Jacob: It seems that one of the main factors driving the development of the model is data annotation, and obviously, all laboratories are spending a lot of money on this. Is this still relevant in the test-time calculation paradigm? How do you view this issue?  

David: The first thing I can think of is two tasks that need to be solved by data annotation, and the first is to teach the model the basics of how to complete a task by cloning human behavior. If you have high-quality data, then you can use it to better inspire what the model has seen during pre-training. Then I think the second task is to teach the model what is good and what is bad, for those vague tasks. I think both are still very important. … 

Jacob: You have obviously been at the forefront of this field, for the past decade. Is there one thing you've changed your mind over the past year?  

David: What I have been thinking about is the construction of team culture. I think we always knew it, but what I became more convinced is that hiring people who are really smart, dynamic, and internally motivated, especially early in their careers, is actually a big engine for our success. In this field, every few years, the best strategy changes. So if people are too adapted to the best strategy before, they will actually slow you down. So I think it would be better to bet on newcomers than what I had previously thought.  

Another thing I changed my view is that I used to think that building AI will actually have real long-term technical differentiation, which you can continue to accumulate on this basis. I used to think that if you do a good job of text modeling, it should help you naturally be a winner in the multimodal field. If you do a good job with multimodality, you should be a winner in the field of reasoning and agency…these advantages should continue to accumulate. But in practice, I have seen very little accumulation. I think everyone is trying similar ideas.  

Jacob: The implication is that just because you break through A first does not mean that you will have an advantage in B. For example, OpenAI has made breakthroughs in language models, but this does not necessarily mean that they will make breakthroughs in reasoning.  

David: They are related, but it doesn't mean you will definitely win the next chance.

When will the robot enter the home

Jacob: I want to ask Yes, you first entered artificial intelligence through the robotics field. So, what do you think about the current situation in the field of artificial intelligence robots today?  

David: Similar to what I think of Digital Agent, I think we already have a lot of raw materials. And, I think it's interesting that Digital Agent provides us with an opportunity to solve some tough problems before physical Agents.  

Jacob: Let’s talk about how the reliability of digital agents continues to the physical agent?

David: Take a simple example, falseSuppose you have a warehouse that needs to be rearranged, you have a physical agent, and you ask it to figure out the best plan for rearrangement of the warehouse. This can be difficult if you learn in the physical world, or even in a robot simulation environment. But if you have done this in the digital space and you have all the knowledge of training recipes and tuning algorithms to learn from simulated data, it's like you've already done this task on the training wheel.
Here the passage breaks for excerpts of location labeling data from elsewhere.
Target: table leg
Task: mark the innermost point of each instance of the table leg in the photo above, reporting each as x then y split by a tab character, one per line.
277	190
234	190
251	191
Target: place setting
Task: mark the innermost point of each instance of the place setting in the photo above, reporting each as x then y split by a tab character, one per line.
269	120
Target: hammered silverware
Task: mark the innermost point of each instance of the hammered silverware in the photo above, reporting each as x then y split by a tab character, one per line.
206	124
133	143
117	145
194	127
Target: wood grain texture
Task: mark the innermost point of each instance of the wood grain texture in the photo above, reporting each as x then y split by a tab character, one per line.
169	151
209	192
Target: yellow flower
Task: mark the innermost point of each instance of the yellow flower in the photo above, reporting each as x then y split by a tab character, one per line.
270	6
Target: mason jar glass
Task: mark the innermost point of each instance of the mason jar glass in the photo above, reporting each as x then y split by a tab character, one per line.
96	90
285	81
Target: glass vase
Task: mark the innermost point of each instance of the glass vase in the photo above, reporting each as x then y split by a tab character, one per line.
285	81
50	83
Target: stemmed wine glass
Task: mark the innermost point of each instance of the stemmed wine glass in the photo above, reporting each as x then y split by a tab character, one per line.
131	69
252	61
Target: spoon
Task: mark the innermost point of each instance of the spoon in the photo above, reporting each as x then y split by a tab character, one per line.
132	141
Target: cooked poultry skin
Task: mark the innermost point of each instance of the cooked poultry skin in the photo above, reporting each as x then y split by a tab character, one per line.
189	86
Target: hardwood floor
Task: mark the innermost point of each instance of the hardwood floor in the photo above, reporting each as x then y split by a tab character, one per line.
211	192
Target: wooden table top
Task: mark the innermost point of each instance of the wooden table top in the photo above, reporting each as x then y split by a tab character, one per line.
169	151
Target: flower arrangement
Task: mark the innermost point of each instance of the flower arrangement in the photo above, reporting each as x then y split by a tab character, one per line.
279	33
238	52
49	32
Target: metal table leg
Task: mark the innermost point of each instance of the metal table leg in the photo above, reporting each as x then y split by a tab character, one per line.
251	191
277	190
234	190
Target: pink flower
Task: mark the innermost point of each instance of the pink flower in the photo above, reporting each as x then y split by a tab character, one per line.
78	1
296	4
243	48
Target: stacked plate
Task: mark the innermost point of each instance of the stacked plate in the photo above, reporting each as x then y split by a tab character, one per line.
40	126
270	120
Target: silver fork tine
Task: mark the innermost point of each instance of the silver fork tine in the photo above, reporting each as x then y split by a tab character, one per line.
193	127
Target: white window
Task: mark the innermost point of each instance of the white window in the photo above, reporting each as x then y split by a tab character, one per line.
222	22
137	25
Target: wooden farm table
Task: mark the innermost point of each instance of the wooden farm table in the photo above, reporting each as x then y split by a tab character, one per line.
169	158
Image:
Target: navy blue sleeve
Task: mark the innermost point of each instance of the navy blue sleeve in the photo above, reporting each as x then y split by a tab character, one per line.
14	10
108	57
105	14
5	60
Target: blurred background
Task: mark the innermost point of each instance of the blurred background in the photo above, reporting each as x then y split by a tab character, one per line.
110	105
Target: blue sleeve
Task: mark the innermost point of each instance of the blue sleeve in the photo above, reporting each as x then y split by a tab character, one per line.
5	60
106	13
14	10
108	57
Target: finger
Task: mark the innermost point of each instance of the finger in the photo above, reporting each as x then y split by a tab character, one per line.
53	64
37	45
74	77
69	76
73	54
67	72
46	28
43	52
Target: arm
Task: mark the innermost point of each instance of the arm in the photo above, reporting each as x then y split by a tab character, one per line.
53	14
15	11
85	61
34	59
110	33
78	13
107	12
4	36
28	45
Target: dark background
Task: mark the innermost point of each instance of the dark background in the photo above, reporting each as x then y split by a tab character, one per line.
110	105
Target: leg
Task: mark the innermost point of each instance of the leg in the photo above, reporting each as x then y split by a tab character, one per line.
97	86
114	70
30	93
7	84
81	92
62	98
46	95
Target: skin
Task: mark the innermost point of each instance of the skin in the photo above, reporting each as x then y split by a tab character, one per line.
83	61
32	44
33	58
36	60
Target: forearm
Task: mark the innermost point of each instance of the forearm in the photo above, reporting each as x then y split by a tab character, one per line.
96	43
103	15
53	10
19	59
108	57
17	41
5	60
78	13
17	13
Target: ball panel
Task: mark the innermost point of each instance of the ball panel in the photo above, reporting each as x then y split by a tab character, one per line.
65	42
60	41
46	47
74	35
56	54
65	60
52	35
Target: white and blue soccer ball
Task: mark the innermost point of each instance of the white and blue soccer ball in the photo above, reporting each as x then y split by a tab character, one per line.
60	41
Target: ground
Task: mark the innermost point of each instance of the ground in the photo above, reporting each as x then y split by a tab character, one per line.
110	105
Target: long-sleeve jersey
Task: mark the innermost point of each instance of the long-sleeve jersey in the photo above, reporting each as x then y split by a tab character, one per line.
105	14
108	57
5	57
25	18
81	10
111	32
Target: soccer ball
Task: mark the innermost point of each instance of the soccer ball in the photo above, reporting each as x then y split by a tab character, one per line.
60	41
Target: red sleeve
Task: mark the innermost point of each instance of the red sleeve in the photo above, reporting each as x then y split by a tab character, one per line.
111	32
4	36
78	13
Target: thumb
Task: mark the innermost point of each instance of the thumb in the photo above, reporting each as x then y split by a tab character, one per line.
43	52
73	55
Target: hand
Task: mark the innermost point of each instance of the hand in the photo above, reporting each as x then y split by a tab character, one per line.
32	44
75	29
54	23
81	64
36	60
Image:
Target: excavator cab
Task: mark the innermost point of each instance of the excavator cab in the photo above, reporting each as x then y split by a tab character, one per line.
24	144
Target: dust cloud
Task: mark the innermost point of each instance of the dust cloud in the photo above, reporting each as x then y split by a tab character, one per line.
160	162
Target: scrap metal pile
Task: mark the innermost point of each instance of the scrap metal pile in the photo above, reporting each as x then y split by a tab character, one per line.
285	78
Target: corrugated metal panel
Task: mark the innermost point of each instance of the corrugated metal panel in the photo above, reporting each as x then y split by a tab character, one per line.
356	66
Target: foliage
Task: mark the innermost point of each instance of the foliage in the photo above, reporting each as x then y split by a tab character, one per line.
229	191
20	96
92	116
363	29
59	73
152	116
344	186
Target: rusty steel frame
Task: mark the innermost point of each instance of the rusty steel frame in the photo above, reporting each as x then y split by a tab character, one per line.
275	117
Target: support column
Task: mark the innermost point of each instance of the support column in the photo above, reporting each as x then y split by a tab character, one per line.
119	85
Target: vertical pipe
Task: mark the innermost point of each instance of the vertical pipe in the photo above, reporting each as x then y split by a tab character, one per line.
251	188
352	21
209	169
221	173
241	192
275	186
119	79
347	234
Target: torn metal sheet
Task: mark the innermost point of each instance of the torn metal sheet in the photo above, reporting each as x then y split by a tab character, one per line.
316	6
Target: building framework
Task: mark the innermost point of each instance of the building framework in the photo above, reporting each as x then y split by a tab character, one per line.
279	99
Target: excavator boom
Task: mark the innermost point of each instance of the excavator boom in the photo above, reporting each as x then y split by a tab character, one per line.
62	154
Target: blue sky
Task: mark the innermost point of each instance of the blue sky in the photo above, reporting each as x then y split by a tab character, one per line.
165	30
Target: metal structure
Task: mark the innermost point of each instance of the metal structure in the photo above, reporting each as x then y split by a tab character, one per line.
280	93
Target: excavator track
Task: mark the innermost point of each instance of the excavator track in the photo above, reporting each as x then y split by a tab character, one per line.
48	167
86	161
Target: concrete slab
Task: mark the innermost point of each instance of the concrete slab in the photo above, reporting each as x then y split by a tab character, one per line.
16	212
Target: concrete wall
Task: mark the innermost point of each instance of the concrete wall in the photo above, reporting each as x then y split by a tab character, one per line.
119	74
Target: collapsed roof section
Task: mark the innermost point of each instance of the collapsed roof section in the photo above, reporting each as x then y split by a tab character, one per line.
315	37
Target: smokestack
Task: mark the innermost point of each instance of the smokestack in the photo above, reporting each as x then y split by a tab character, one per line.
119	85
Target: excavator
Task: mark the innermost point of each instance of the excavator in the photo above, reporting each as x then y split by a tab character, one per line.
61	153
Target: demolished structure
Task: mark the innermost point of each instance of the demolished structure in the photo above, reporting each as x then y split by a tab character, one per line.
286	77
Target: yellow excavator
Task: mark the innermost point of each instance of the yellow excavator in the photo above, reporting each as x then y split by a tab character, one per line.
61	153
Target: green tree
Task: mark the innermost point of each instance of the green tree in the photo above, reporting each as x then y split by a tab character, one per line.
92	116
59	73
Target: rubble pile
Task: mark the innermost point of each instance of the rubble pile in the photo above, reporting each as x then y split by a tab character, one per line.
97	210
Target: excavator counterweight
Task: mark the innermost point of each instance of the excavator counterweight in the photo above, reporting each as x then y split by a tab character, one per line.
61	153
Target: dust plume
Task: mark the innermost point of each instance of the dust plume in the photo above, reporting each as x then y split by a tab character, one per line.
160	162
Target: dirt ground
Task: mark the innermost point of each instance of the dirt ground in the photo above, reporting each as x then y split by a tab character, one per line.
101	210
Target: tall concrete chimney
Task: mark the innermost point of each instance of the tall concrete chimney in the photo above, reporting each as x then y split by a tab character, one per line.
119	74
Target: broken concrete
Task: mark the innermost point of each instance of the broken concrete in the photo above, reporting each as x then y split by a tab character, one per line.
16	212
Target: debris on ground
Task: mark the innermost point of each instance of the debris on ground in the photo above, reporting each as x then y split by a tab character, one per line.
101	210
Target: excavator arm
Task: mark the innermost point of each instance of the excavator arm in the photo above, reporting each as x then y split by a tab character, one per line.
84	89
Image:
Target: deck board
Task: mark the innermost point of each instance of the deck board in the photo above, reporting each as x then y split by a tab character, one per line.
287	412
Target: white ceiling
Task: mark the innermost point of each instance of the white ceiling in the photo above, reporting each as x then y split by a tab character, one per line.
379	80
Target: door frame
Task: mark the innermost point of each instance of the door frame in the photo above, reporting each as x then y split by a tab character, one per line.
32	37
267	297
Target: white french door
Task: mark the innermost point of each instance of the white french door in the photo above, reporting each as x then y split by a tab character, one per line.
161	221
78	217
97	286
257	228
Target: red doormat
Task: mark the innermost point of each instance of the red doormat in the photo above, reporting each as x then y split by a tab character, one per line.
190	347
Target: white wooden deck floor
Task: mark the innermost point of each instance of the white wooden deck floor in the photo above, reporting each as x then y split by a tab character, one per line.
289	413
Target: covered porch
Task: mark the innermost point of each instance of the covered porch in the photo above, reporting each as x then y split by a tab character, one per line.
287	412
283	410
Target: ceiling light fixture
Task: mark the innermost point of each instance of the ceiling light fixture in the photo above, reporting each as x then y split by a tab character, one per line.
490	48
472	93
Jacob: This is very interesting. I think when people think of robots, there are two extremes. Some people think that the laws of scale we find in language models will also be found in the field of robotics, and we are on the verge of huge change. You often hear Jensen (NVIDIA founder Jensen Huang) talk about this issue. And then there are others who think that it's like the 1995 self-driving car, a great demonstration, but it's still a long time before it can actually work. Which end of this spectrum are you at?  

David: I went back to what I mentioned before, what gave me the most confidence was our ability to build training recipes so that we could complete tasks 100%. We can do this in the digital space. Although there are challenges, it will eventually migrate to physical space.  

Jacob: When will we have robots at home?  

David: I think this is actually back to the question I mentioned earlier. I think the bottleneck of many problems is not modeling, but modeling diffusion.  

Jacob: What about video models? Obviously, there are a lot of people entering this field now, which seems to be a new frontier field that involves understanding of world models and physics for a more open exploration. Maybe you can talk about what you see in this field and what you think about this field.  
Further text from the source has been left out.